He spoke in a kindly tone, and said to me, as he went on:

“I know it's a disgrace, but I can't help it; and maybe he can't. He's my uncle, and very fond o' me, after all. Followed me down here. Has a spree every little while, and spends all he has earned in a day or two. If I don't give him money he curses me, and goes about the place and runs me down, and does all he can to make me ashamed o' myself. Many a time I've felt like shooting him, but by-and-by I forgive the poor man and lift him out o' the gutter and buy him new clothes and set him to work again. And, do you know, he's been a great help to me, as ye might say? Lord Chesterfield says that a gentleman should forgive injuries, and I guess it's so. He's given me practice in the art of forgiving. It's done me good. I kind o' think, sometimes, that when you help another fellow to get on his feet you do more for yourself than ye do for him.”

His trotter, hitched to a light buggy, was waiting at the door of the inn, and we drove away.

“This is a daughter of one of the Morgans,” he said, as the mare began to show her stride. “They're breeding for less weight and more power and quicker action. It's a tendency of the times. Foot and wheel are beginning to move faster. Everybody is tired of going slow. Mr. Bonner says that he'll show us a horse by-and-by that can trot in 2.15.

“It's a funny thing,” he added, after a moment's pause; “my factory kind o' sets the pace for this town. It starts the day and ends it. My whistle sends every one to work, and tells 'em when to knock off, in and out o' the shop. When it sounds in the morning you'll see men who started a little late running to get to their jobs. It's brought new ideas and business methods and a quicker step into the old town.” The hand-made gentleman took me to my train soon after dinner.

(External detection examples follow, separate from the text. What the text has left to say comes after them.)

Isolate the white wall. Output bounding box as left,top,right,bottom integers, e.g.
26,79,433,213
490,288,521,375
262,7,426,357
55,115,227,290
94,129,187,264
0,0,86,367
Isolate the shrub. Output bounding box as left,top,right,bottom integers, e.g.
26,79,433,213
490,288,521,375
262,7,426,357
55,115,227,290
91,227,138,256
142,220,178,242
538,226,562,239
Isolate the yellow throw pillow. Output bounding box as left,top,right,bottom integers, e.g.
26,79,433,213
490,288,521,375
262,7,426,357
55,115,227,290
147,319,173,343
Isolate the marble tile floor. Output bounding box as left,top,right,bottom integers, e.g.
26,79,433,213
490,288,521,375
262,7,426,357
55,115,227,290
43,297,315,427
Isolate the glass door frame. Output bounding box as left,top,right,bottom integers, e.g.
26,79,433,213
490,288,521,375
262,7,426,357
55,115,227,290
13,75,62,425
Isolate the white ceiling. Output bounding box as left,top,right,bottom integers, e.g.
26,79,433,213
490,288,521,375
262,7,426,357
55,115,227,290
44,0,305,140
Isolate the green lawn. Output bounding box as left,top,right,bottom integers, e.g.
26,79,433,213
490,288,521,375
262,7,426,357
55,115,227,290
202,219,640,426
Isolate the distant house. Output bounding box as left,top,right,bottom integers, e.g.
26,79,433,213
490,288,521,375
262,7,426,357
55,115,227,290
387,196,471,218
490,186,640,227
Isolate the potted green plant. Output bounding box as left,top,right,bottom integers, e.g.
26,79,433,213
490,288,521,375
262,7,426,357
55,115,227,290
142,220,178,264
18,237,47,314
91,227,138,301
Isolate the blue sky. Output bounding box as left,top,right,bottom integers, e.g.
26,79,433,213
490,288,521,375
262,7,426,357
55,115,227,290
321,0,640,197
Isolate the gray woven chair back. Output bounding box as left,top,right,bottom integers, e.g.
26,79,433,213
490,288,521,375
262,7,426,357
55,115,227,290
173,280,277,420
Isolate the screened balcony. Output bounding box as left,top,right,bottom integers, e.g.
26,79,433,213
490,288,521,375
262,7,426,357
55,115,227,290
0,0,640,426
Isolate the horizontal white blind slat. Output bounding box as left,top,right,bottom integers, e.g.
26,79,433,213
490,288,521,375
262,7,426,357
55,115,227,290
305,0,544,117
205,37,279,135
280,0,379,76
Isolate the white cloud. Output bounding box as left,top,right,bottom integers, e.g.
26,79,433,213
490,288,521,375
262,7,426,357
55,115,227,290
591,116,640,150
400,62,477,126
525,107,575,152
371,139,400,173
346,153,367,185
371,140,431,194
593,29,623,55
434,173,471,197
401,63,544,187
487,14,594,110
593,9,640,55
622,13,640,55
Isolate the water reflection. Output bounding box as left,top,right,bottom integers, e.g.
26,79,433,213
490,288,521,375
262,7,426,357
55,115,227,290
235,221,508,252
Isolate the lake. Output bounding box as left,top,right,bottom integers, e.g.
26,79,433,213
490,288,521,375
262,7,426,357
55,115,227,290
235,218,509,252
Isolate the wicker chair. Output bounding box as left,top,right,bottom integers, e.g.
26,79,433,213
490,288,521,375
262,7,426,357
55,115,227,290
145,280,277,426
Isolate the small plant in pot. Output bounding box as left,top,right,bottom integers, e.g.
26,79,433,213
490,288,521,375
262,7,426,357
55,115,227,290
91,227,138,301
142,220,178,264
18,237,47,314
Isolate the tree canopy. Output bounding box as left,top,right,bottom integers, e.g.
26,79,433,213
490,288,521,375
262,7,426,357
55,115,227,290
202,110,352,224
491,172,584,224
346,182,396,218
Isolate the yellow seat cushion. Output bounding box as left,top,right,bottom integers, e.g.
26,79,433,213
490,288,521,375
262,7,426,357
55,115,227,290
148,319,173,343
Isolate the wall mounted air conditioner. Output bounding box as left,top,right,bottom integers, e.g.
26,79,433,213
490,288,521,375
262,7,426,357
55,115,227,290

Pearl was there to see me off.

“I'm glad you're comin' here, Jake,” he said, as he shook my hand. “You've always been a great help to me.”

“I don't see how,” was my answer.

“You've helped me to live,” he said, with a sober look. “As soon as you get back you and McCarthy will go down and see Vanderbilt. I've got it all arranged. The medals helped me. It's the only time I ever used 'em. They landed me in the Commodore's office, and I had a talk with him straight from the shoulder. Told him if he went into the transatlantic ferry business he'd lose every dollar he had, as Collins had done. He wanted to know what made me think so, an' I told him that he couldn't compete with the English, who had been doing that job for centuries with cheaper labor than we could hire. I explained to him that the business was a growth and not a product; that one might as well try to compete with the forest by planting trees. He agreed with me.”

At Heartsdale I found my sister in love with her work, and had a talk with the superintendent in Montreal, who promised to retain her. That evening, as we sat by the fire at home, I got a view of myself that was quite new to me. For a time it filled me with bitterness, but taught me what I had to know, and set me forward in the race a little.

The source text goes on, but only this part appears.